British Government Ready to Oppose Bid for Struggling BP
While BP was reporting a year-on-year 20% decline in profit during the first quarter of the current year, the UK government delivered a stinging remark, making clear that potential suitors of the British company would find its opposition.
In a clear proof of the strategic importance of the oil and gas industry, several articles reported on Tuesday that the British government warned that it would oppose any bid for the company.
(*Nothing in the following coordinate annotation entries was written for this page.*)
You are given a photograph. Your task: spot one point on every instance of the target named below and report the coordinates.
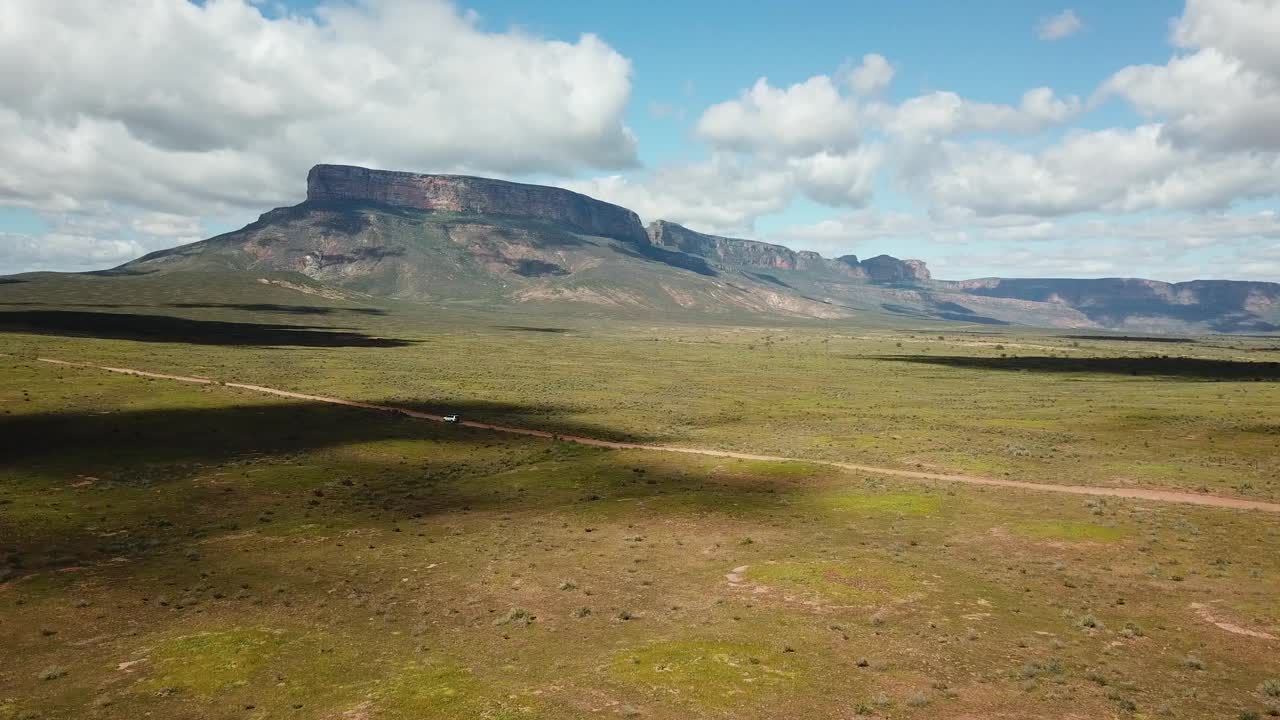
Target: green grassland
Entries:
(199, 551)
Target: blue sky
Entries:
(716, 114)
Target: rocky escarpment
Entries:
(763, 255)
(478, 196)
(1217, 305)
(886, 268)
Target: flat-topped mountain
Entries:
(456, 238)
(474, 196)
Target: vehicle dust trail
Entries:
(1133, 493)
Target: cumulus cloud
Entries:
(940, 114)
(872, 76)
(183, 108)
(725, 194)
(60, 251)
(1056, 27)
(1223, 95)
(1110, 171)
(804, 118)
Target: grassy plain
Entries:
(202, 551)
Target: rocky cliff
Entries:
(474, 196)
(763, 255)
(727, 250)
(886, 268)
(1118, 302)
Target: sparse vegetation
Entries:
(206, 548)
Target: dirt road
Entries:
(1136, 493)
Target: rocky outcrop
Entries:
(727, 250)
(888, 269)
(763, 255)
(474, 196)
(1134, 302)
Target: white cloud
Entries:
(725, 194)
(839, 178)
(801, 119)
(1116, 171)
(220, 105)
(871, 77)
(1247, 244)
(1225, 95)
(59, 251)
(940, 114)
(1056, 27)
This comes in a moment the spotlights are on the nexus of politics and the gas industry, in light of recent revelations suggesting that Shell managed to lobby European authorities on the new renewables agreement reached in October 2014.
The British government does not have a stake in the company since Tatcher’s political era, and rumours in the industry indicate that Chevron and ExxonMobil would be willing to capitalise on BP’s weaknesses - related to its exposure to Russia and the US spill liabilities.
On Tuesday, BP reported its intention to divest a further $10 billion in assets by the end of the year, as the recent agreement to sell its interest in the CATS system clearly indicates. Underlying replacement cost profit for the quarter was $2.6 billion compared with $3.2 billion for the same period in 2014, and $2.2 billion for the fourth quarter of 2014.
“We are resetting and rebalancing BP to meet the challenges of a possible period of sustained lower prices. Our results today reflect both this weaker environment and the actions we are taking in response,” Bob Dudley, BP group chief executive, said in a note.
Over the last years, the neoliberal philosophy seemed to gradually fade away, as London is growing protective of strategic assets based in its borders, tipping the balance in favour of a UKIP-led rhetoric, sounding the death knell to Tatcher’s doctrine.